Con muchos rodeos y florituras retóricas, Dioscórides le explicó que los divinos hermanos se habían enemistado. La razón era que Cleopatra no quería cumplir sus deberes como reina, casándose con el rey y engendrando hijos e hijas para sucederlos a ambos y perpetuar su estirpe. Debido a esa negligencia de Cleopatra, el Nilo había dejado de crecer durante dos años seguidos y se temía que la siguiente inundación fuese igual de exigua. Por eso, el pueblo de Alejandría se había rebelado contra ella obligándola a huir al destierro.

—El pueblo, ¿verdad? —preguntó César, escéptico.

—Así es, César. Cleopatra, llena de rencor, reclutó una horda de mercenarios y bandidos en Siria con el dinero que había robado de las arcas reales y trató de invadir el país. Pero nuestro bienamado rey le ha salido al paso con nuestro glorioso ejército. Ahora se encuentra en la fortaleza de Pelusio, mientras que las fuerzas de la traidora se encuentran en el monte Casio.

—¿Qué monte es ése? —preguntó César. Había estudiado los mapas de la zona antes de venir y las únicas montañas que encontró se hallaban en el interior del Sinaí, en pleno desierto.

—Es un peñasco al borde del mar, César.
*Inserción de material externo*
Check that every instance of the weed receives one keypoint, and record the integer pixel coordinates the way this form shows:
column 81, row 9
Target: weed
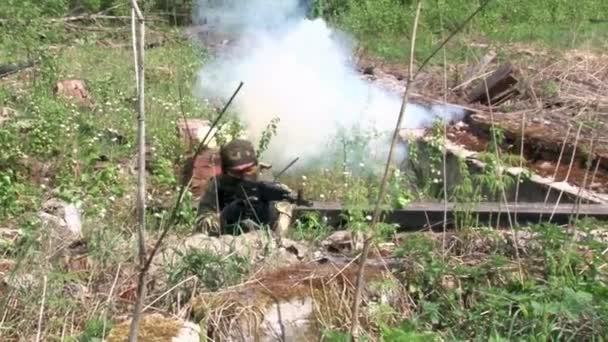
column 213, row 271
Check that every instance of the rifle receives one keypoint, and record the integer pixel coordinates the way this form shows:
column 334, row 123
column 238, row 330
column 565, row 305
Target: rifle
column 271, row 191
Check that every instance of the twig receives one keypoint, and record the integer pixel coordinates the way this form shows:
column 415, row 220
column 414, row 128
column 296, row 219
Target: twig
column 521, row 162
column 41, row 314
column 103, row 334
column 185, row 187
column 444, row 150
column 559, row 162
column 141, row 178
column 499, row 174
column 357, row 296
column 169, row 291
column 561, row 192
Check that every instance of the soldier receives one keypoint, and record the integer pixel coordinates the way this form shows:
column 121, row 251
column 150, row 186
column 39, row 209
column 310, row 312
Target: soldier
column 223, row 209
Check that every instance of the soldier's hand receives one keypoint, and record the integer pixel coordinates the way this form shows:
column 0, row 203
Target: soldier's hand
column 208, row 224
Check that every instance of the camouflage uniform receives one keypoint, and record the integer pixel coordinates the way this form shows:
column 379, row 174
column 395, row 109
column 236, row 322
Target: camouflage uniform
column 222, row 209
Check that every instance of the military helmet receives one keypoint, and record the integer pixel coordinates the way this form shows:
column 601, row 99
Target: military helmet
column 238, row 155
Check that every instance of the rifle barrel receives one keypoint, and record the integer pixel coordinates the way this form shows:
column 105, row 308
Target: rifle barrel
column 286, row 168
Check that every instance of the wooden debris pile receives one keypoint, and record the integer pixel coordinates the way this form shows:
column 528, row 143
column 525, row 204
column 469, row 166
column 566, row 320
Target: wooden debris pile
column 558, row 108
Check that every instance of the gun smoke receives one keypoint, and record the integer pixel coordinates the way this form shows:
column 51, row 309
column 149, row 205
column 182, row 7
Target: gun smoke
column 301, row 71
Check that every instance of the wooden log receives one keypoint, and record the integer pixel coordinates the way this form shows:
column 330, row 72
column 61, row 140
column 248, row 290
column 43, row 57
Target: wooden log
column 499, row 87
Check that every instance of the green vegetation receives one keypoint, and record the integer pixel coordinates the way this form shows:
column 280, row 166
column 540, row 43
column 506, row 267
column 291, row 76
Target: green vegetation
column 384, row 26
column 477, row 290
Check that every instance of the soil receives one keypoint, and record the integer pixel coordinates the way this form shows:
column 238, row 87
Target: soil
column 556, row 95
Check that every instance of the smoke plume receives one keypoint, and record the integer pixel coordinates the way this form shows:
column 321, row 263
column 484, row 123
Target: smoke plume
column 302, row 72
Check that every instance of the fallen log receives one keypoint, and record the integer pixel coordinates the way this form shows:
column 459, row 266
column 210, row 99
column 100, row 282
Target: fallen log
column 419, row 215
column 499, row 87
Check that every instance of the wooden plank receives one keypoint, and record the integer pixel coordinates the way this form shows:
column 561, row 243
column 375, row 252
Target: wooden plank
column 418, row 216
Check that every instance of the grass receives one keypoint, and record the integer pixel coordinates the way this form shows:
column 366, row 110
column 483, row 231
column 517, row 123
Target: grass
column 472, row 293
column 383, row 26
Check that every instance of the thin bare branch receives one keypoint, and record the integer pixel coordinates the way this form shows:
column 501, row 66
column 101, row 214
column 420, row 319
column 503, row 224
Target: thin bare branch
column 411, row 77
column 41, row 314
column 368, row 239
column 141, row 172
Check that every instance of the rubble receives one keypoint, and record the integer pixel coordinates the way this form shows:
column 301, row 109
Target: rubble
column 62, row 222
column 74, row 90
column 9, row 237
column 288, row 303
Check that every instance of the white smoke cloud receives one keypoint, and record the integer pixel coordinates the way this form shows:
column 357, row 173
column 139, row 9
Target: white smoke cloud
column 300, row 71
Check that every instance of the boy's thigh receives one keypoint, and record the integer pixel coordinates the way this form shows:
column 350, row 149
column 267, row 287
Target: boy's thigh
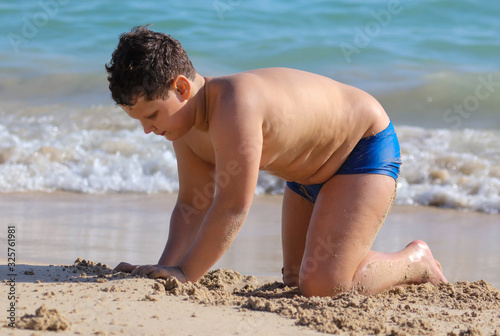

No llega ni a la mitad de la altura de vuestra roca Tarpeya. Pero aquí hay tan pocas montañas dignas de tal nombre que a cualquier saliente del suelo que proyecte un poco de sombra lo llamamos monte.

César se quedó pensativo. Después dijo a los embajadores que lo llevaran a alguna sala más acogedora, pues quería dictar sendas cartas. Por la misma puerta por la que habían entrado, los dos hombres guiaron a César y a su séquito. De camino, César preguntó a Dioscórides:

—Una curiosidad, buen amigo. ¿Qué magia es la que hace que esa puerta se abra y se cierre sola?

—No es magia sino ciencia, César, aunque mi especialidad es la retórica y no podría explicártela. Tiene que ver con los estudios sobre pneumática del sabio Ctesibio.

—¿Pneumática?

—Vapores, aires, esas cosas —dijo Dioscórides, agitando la mano de una forma a la vez amanerada y graciosa.

Entraron en un despacho lujoso con sillas, divanes y una gran mesa de cedro. César dictó las cartas, una para Ptolomeo, que copió Dioscórides, y otra para Cleopatra, de la que se encargó Menéstor.